Linux booting at 30,000 feet...
My good friend Iranga, had taken this photo (on his way to SL from UK) of the Linux kernel booting on the on-flight personal entertainment system of a First Choice Airline.
So I guess, First Choice has chosen GNU/Linux as its first choice! Iranga told me that once the kernel booted it loaded a kiosk like interface.
But if the airline itself ran on the Linux kernel? or any other commmon OS? Reminds me of this joke...
http://www.webaugur.com/bibliotheca/field_stock/os-airlines.html
Comments
flakey hardware on Airbus?? Don’t even think about it! It is Airbus!
You could well have flaky hardware even on the Airbus as this is just for the inflight entertainment system which isn't going to kill anyone.

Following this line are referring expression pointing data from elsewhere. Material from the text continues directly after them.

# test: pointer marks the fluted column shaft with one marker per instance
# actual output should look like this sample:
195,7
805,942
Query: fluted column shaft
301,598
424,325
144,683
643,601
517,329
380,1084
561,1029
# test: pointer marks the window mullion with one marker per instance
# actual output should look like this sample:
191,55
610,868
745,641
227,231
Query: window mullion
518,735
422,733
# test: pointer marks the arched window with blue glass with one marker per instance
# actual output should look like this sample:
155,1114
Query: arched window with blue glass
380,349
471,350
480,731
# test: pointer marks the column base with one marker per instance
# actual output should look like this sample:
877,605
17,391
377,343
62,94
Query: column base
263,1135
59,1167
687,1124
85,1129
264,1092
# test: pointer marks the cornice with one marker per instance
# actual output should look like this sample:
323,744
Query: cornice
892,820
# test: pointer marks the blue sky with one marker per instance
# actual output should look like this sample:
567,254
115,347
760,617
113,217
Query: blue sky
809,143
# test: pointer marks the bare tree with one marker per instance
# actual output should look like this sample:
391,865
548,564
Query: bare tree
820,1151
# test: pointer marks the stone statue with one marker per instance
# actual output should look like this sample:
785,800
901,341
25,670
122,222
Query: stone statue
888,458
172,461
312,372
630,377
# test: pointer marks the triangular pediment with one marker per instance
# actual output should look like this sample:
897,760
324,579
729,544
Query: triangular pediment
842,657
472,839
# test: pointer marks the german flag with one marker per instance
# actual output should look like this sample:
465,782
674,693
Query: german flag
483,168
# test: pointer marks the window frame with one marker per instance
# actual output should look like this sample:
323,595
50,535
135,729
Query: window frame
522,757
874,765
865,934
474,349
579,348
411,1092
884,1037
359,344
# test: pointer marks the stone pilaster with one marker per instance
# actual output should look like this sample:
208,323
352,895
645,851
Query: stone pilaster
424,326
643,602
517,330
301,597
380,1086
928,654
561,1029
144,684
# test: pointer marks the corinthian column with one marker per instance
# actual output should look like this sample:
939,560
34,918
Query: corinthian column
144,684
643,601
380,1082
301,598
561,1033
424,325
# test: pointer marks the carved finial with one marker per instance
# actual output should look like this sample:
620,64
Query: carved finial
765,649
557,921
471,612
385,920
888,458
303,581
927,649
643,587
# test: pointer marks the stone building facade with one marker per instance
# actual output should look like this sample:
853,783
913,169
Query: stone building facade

Yet it is possible that the hardware is good and Linux still crashed given that most of these systems are fitted by the same manifacturer who might have a buggy version of a Linux distro. But that senario is somewhat unlikely. The more likely thing is a faulty hardware, and the hard disk seems much likely, specially when you consider the turbulence.
But this error message:
svc: bad direction
Isn't a kernel crash but a kernel error message which can be found in
/usr/src/linux/net/sunrpc/svc.c
Looks like they are running a thin client which connects to a powerful server and sometimes they might have some sort of network problem and their kiosk application crashes. So like you said, instead of restarting the application, or fixing the application they probably just reboot the system.